ABDULLAH-I İSFEHÂNÎ (Kutbüddîn-i İsfehbezî)
İsfehan'da yetişen
evliyânın büyüklerinden ve meşhûrlarından. Ebü'l-Abbâs-ı Mürsî'nin üç büyük
talebesinden biridir. İsmi, Abdullah bin Şemseddîn Muhammed bin Eymen en-Nûrî
el-İsfehânî el-İsfehbezî, künyesi Ebû Muhammed'dir. Lakabı Kutbüddîn ve
Necmeddîn'dir. Şâfiî mezhebi fıkıh âlimlerinin büyüklerindendir. Doğum târihi
bilinmemektedir. Vefât târihinde de Kaynaklarda değişik rivâyetler
bulunmaktadır. Nefehât-ül-Üns'te 1321 (H.721) olarak bildirilen bu vefât târihi
Keşf-üz-zünûn'da 1361 (H.763) olarak bildirilmektedir. İlim öğrenmek için Şam'a
ve başka yerlere gidip oralarda bulunan âlimlerden ilim öğrendi. Kendisinden de
birçok kimse istifâde etti.
Abdullah-ı İsfehânî
hazretleri, Acem beldesinde ders okutan bir âlimin kendisine Mısır'a gitmesini,
orada zamânın kutbu olan büyük âlim ile görüşmesini söylemesi üzerine yola
düştü. Giderken yolda kendisini câsus zannederek yakalayıp bağladılar ve
hapsettiler. Bundan sonrasını kendisi şöyle anlatmıştır:
Beni hapsedip yalnız
bıraktıkları zaman, nûr yüzlü bir mübârek zât havadan yürüyerek geldi. Yanımda
durdu. Beni çözdü ve; "Gel ey Abdullah! Senin matlûbun, aradığın, istediğin
kimse benim." dedi ve gözden kayboldu. Fakat, ben o zâtın kim olduğunu
bilemedim. Dışarı çıkıp oradan uzaklaştım. Mısır'a ulaştığımda, aradığım zâtın
kim olduğunu ve nerede bulunduğunu bilmiyordum. Aradan bir müddet geçti.

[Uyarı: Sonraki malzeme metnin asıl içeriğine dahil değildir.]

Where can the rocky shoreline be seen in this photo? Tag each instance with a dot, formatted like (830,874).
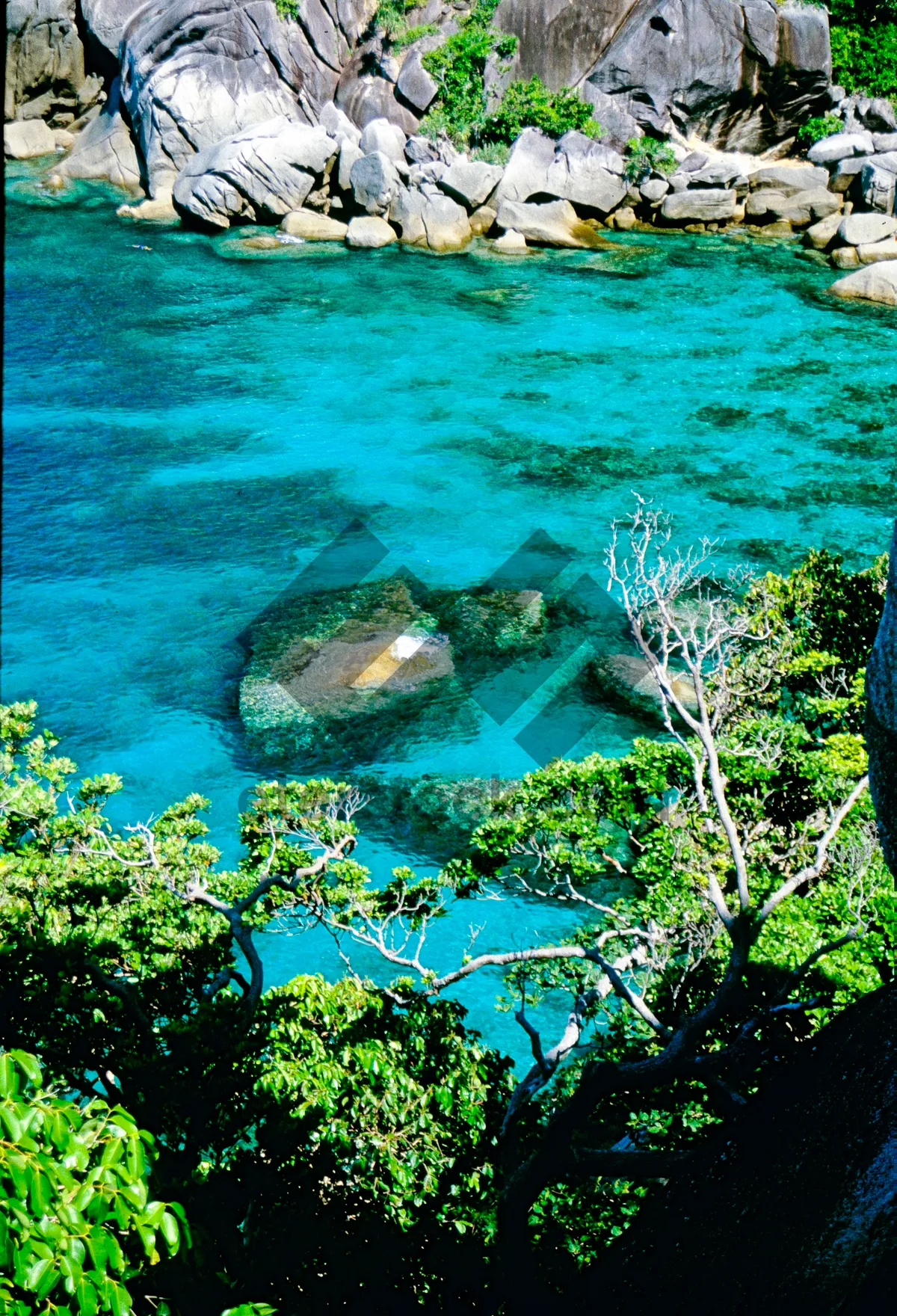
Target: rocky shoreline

Birlikte kaldığımız dervişler; "Bulunduğumuz beldeye Ebü'l-Abbâs-ı Mürsî
hazretleri gelmiş. Haydi gelin, kendisini ziyâret edelim, sohbetinde bulunalım."
dediler. Gittik. Ebü'l-Abbâs-ı Mürsî hazretlerini gördüğümde, yolda beni
zindandan kurtaran zât olduğunu anladım. Bundan sonra kendisine bağlandım.
Vefâtına kadar sohbetinde ve hizmetinde bulundum.
Abdullah-ı İsfehânî,
hocası Ebü'l-Abbâs-ı Mürsî hazretlerinin sohbet ve hizmeti ile şereflenerek,
tasavvufta yetişti. Evliyâlık yolunda çok üstün derecelere, anlaşılamıyan
yüksekliklere kavuştu.
Hocasının vefâtından sonra
oralarda duramayıp, Mekke-i mükerremeye doğru yola çıktı. Yolda, hocasının
hocası olan Ebü'l-Hasan-ı Şâzilî hazretlerinin kabrini ziyâret etti. Bu esnâda
Ebü'l-Hasan-ı Şâzilî hazretleri kabrinden seslenerek; "Mekke-i mükerremeye git!
Orada otur!" buyurdu. Bu emir üzerine Mekke-i mükerremeye varıp, Harem-i şerîfin
etrâfına ulaştığında, gizliden bir sesin kendisine hitâb ettiğini duydu. O ses;
"Öyle bir beldeye geldin ki, o belde, hayırlı bir beldedir. Fakat bu beldede
bulunanlar bu beldenin kıymetini bilemiyorlar." diyordu.
Abdullah-ı İsfehânî
hazretleri, vefâtına kadar orada ikâmet etti. Vefâtında Fudayl bin Iyâd
hazretlerinin yakınına defn olundu.
Evliyâdan bir zât şöyle
anlatmıştır:
Mekke-i mükerremeden
Medîne-i münevvereye gittim. Resûlullah efendimizin kabrini ziyâret ettim.
Herkes Abdullah-ı İsfehânî'nin Mekke'den ayrılmadığını, orada bulunduğunu
söylüyorlardı. Ben ise; "O büyük zâtın Resûlullah efendimizi ziyârete gelmemesi
mümkün değildir." diye düşündüm. Bu düşünceler içinde yoluma devâm ediyordum.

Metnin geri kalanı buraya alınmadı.